Second, for generalization to new shapes, the set of shapes is too small to be split into two subsets. Therefore, to assess this issue, I used a leave-one-out fitting procedure to assess this problem. In this procedure, I took one “test shape” out and used optimization to fully determine a shape space on the basis of the other 13 shapes. Then I put the test shape back to see how well this test shape could fit with this previously optimized shape space (i.e., fitting of the 13
d′ values relevant to this test shape) and compared it against the usual situation in which all 14 shapes were optimized together. Here, the linear correlation coefficient (
r) could not be used as an unbiased index to compare the fitting of a subset to that of the whole set,
9 so I used the root-mean-square error (RMSE). This procedure was repeated for all 14 shapes, and the average results are plotted in
Figure 5b. Unsurprisingly, when a shape was left out, the fitting of the shape was worse than the usual fitting, and the difference grew with more dimensions. However, it is also clear that the difference was modest (a 49% increase of RMSE for the 3D model) and this suggests that the SCI shape space can be generalized reasonably well to new shapes. Of course, this leave-one-out fitting procedure only provides evidence for the generalization within this category of shapes, namely, other 2D filled geometrical shapes. With this restriction, it seems unlikely that the current diverse set has missed the variations in a whole dimension. In the “additional shape sets” section below, we will consider the issue of generalization to other types of shapes, such as 3D shapes and shapes of real-world objects (e.g., animal silhouettes, letters, and characters).

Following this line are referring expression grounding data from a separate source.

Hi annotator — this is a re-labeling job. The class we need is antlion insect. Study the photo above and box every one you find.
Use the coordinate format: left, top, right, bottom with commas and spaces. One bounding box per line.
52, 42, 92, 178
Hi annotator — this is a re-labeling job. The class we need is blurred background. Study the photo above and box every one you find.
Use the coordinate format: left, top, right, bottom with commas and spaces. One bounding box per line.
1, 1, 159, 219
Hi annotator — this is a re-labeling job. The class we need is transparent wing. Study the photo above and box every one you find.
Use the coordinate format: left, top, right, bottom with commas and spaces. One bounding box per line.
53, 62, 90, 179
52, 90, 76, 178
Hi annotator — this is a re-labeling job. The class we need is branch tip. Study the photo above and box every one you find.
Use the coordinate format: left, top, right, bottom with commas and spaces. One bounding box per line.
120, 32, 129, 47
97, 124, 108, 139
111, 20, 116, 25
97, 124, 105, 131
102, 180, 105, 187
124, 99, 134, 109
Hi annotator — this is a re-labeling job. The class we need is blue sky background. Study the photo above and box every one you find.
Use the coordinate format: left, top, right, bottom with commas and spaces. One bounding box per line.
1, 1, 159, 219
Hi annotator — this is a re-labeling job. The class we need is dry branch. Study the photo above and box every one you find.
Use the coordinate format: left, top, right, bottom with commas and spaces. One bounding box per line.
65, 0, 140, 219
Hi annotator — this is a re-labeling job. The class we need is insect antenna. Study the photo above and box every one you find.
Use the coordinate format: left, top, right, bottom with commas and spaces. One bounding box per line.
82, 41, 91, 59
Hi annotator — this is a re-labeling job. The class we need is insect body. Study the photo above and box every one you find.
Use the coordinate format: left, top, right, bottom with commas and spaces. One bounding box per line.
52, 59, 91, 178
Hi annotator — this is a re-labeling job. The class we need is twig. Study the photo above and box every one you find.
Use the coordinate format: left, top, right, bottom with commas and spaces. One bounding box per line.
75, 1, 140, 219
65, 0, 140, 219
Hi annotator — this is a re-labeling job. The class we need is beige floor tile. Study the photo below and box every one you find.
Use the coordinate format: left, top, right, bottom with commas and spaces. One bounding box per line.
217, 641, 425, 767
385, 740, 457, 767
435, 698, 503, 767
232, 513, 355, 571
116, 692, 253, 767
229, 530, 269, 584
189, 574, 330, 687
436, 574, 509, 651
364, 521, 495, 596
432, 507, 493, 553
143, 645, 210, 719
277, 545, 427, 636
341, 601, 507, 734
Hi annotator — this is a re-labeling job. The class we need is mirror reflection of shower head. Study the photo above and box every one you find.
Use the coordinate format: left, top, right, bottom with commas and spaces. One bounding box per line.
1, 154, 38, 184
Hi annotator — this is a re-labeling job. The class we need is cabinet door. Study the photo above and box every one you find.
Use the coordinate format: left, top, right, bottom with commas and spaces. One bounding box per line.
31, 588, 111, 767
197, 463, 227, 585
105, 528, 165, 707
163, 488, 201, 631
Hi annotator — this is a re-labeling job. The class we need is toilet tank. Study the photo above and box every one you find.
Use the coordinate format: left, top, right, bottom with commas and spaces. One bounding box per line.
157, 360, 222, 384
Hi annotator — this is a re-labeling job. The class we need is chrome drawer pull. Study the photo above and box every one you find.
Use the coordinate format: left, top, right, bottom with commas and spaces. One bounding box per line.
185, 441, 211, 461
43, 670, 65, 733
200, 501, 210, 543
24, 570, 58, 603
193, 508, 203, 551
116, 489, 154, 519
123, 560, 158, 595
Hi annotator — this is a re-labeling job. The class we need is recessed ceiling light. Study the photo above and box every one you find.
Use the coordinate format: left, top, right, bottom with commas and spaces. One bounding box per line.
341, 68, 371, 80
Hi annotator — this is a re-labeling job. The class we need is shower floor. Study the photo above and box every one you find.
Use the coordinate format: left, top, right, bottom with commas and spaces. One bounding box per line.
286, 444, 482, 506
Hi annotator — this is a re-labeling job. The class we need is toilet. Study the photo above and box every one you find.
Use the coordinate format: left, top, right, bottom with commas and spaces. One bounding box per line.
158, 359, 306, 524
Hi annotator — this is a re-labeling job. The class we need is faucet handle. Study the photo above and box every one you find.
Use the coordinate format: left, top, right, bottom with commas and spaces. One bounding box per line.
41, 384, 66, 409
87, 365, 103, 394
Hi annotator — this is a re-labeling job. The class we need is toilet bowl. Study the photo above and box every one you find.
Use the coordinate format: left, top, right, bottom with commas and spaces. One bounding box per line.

In addition to the quantified assessments, conceptual clarity is essential to the prevention of overfitting. As mentioned above, the three dimensions of SCI shape space have fairly clear conceptual interpretations. For comparison, the best-fitting two-dimensional model is plotted in
Figure 6, and it is clearly inadequate and overly compressed. Some of the fundamentally different variations (✚ vs.● difference;
О vs.● difference) have been forced to reside on almost the same dimension, which is conceptually inappropriate. Therefore, 3D (i.e., SCI) shape space is conceptually better than the two-dimensional shape space.
It is worth mentioning that another important type of generalization is the generalization to new tasks. The present study has only tried one task. Therefore, we cannot really come up with quantified assessments on how well the SCI will generalize to other tasks. Conceptually, I predict that the SCI should be able to generalize very well to other attention-demanding tasks (e.g., visual search), but probably only partly to one-to-one comparison tasks (e.g., pairwise comparison or same-different discrimination) because the latter tasks measures postattentive processing of shapes. It will be interesting to see how much (and what aspect) of SCI can generalize to these one-to-one comparison tasks.